We got hooked on birdwatching and found there are a lot more birds in Chicago than pigeons, robins, mallards, Canadian Geese, gulls, and sparrows. I started taking pictures of them and ended up with far too many to post on my Chicago Daily Photo site. So I started this separate site just for the birds.
I've only seen Nashville Warblers high up in trees. So I never really saw the little rufous cap that they have. I actually checked the photo in my Sibley's book because I wondered if, perhaps, this little guy had been injured on the top of his head. Not to worry, Nashville's do wear a little rufous cap.
I find it very unusual to see a warbler flitting around the ground instead of high up in the trees. But this has been a very unusual migration season (has it really even started yet?). Anyway, this little Black Throated Green Warbler was flitting around the grass and low bushes in Grant Park on Monday. I got the impression that he was expecting temperatures higher than the mid 40s.
Hey! Down on the ground is less windy than up in the trees.
I REALLY thought it was time to migrate.
How could I be so off schedule?
Who are you and WHAT did you
do with the Spring Weather?
I know I packed my Migration Mittens. Where are they?
Don't you love it when a bird's name is sooooooo descriptive. Of course, this is a Yellow-Rumped Warbler. But he also has yellow shoulders and, if you look really closely at the second photo, you can see a hint of a yellow crown.
I hope the sighting of my first warbler of the Spring is a sign that Spring is actually here.
I can't believe this Loon let me take so many photos of it swimming around a channel off Lake Michigan. That is, until another Loon arrived and in typical Loon fashion bellowed (seriously it was LOUD - perhaps because of an echo effect from the channel and because it, too, was quite close)
"Watch out for the camera"
Both loons, then, dove under and were next seen at the farrrrrrrrr end of the channel swimming further away from the nosy camera lens.

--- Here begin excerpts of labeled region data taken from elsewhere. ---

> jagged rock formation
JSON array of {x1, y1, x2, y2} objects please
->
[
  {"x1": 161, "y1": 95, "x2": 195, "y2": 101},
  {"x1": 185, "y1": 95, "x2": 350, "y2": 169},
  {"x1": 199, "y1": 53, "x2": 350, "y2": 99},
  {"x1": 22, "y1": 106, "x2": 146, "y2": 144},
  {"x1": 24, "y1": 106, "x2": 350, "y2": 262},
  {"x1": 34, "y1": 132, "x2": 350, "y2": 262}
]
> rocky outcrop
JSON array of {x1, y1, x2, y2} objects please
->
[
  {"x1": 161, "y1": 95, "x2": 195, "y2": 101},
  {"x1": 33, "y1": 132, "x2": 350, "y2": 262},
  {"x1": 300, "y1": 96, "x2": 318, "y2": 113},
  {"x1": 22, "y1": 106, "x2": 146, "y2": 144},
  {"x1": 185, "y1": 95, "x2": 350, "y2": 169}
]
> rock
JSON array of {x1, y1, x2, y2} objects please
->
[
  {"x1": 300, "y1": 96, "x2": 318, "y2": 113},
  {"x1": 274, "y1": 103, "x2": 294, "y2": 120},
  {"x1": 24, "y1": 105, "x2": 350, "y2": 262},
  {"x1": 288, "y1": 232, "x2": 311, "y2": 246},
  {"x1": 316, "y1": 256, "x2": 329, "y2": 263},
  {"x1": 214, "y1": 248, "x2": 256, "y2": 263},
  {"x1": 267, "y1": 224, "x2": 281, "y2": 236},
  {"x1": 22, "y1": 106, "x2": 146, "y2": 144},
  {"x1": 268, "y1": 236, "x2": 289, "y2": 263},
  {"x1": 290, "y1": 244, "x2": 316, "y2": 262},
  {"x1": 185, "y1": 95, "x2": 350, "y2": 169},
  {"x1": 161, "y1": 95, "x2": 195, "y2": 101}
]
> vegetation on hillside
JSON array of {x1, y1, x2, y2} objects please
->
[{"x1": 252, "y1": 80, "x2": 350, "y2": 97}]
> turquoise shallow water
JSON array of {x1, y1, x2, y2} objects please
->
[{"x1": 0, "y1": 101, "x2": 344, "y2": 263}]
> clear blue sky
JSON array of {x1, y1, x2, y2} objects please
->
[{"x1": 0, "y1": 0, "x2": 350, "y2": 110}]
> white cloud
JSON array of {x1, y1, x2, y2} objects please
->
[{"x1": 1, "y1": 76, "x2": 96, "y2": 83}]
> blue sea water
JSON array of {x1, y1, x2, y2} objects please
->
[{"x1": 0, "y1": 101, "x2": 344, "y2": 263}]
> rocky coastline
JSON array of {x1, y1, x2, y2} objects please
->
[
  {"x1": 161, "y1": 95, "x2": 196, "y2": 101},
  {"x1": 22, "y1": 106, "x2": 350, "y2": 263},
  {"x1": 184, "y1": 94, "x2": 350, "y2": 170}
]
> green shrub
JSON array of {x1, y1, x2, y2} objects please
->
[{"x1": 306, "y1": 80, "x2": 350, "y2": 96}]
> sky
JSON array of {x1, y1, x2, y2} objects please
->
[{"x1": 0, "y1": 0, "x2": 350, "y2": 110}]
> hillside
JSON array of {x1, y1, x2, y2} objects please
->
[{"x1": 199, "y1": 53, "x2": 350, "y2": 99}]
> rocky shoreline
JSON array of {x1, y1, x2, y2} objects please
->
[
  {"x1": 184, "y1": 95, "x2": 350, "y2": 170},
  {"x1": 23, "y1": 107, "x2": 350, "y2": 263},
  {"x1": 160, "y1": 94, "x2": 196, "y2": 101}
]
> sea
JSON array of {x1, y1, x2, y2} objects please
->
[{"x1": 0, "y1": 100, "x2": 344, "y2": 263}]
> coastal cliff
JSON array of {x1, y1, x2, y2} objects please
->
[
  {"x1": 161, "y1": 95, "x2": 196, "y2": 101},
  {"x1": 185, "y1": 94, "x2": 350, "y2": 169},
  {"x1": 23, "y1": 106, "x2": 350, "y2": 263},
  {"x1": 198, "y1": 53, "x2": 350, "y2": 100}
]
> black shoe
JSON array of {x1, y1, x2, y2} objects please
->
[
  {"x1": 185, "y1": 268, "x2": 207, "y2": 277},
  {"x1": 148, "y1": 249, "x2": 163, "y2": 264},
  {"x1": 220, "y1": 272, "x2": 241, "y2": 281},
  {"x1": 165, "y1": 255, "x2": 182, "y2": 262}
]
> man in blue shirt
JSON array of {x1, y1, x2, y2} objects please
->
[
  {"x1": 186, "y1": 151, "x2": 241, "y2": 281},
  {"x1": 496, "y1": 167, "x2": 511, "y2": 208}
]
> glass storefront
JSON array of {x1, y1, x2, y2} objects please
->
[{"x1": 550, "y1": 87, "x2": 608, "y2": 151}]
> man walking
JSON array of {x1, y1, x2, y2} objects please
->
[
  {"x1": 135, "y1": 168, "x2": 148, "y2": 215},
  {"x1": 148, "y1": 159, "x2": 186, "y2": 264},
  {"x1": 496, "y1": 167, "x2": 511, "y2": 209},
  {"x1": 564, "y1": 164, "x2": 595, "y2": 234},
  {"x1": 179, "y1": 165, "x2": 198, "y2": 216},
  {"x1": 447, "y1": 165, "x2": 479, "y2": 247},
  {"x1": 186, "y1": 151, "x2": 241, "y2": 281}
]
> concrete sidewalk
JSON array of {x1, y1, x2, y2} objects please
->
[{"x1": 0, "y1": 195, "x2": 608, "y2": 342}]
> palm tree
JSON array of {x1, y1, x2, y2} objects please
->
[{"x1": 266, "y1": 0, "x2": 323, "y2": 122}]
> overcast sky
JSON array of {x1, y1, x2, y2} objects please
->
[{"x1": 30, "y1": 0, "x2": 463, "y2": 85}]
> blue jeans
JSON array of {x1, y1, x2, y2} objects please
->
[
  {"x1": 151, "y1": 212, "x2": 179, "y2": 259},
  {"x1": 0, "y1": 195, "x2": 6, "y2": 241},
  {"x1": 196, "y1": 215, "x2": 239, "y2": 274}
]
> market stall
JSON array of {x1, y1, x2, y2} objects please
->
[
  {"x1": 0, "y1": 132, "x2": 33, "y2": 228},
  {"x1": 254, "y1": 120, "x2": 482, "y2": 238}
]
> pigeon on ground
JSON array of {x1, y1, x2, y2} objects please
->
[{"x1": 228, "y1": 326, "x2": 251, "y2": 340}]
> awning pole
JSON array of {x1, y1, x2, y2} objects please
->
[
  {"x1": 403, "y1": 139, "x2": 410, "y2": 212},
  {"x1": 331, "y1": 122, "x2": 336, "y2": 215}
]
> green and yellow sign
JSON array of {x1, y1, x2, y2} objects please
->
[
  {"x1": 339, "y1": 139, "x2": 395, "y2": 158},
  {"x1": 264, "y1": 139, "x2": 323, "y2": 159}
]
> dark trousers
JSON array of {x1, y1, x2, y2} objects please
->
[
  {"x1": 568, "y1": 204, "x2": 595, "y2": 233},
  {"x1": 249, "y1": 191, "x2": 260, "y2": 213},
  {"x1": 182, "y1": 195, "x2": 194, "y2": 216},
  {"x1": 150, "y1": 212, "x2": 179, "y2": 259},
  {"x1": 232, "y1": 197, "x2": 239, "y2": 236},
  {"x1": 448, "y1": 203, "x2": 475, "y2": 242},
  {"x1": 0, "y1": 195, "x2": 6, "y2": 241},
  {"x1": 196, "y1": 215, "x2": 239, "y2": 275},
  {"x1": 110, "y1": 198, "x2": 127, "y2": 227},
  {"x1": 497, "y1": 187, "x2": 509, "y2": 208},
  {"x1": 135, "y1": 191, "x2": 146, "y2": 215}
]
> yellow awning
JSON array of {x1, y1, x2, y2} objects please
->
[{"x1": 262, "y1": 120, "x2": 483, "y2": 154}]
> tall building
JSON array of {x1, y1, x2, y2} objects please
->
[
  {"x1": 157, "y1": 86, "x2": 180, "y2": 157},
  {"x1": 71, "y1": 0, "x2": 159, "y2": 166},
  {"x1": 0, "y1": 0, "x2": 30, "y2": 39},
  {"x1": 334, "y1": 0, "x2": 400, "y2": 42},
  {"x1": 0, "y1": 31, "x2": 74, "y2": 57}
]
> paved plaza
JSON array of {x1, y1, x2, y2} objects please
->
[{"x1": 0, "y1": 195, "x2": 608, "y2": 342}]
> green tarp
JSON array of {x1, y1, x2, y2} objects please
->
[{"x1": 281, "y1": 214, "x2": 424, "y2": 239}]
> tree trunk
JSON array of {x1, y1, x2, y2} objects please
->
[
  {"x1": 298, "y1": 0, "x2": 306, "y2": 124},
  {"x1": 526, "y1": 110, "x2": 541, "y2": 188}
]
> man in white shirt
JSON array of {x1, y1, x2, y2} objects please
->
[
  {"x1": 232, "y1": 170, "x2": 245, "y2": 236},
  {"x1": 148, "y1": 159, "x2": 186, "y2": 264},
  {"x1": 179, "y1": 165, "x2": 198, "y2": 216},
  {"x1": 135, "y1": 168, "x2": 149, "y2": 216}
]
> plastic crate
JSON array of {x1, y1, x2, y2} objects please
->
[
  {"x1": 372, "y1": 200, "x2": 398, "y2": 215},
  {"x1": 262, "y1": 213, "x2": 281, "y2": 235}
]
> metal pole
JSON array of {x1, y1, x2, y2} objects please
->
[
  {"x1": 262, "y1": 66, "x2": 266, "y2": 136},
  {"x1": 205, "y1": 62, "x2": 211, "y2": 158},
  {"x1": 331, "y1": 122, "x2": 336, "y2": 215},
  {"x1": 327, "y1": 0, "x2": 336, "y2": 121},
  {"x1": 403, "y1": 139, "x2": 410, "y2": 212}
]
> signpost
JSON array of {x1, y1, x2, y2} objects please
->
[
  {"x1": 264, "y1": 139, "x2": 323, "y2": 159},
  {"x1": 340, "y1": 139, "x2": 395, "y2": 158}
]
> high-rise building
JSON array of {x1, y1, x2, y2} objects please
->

This Snowy Owl put on quite a show for awhile in a little town in Northern Illinois. (These were taken in January. Yeah, I'm a little late posting these.) It's not that it is a rare visitor to the area - Snowy Owls do reside here in the winter. The rarity was that it sat out in the open like this - periodically switching telephone/electric poles for a change of scenery - daily for weeks.
It garnered A LOT of attention. On the day we were there, the side road nearest to it - which was still a farm field away - had at least a dozen cars. On the plus side, the people who came to see it were generally pretty respectful of the bird and didn't try to get too close. On the down side, some watchers started releasing mice in the area so they could get "action shots" of the owl. Not that she (I think it is a she) needed any help getting dinner.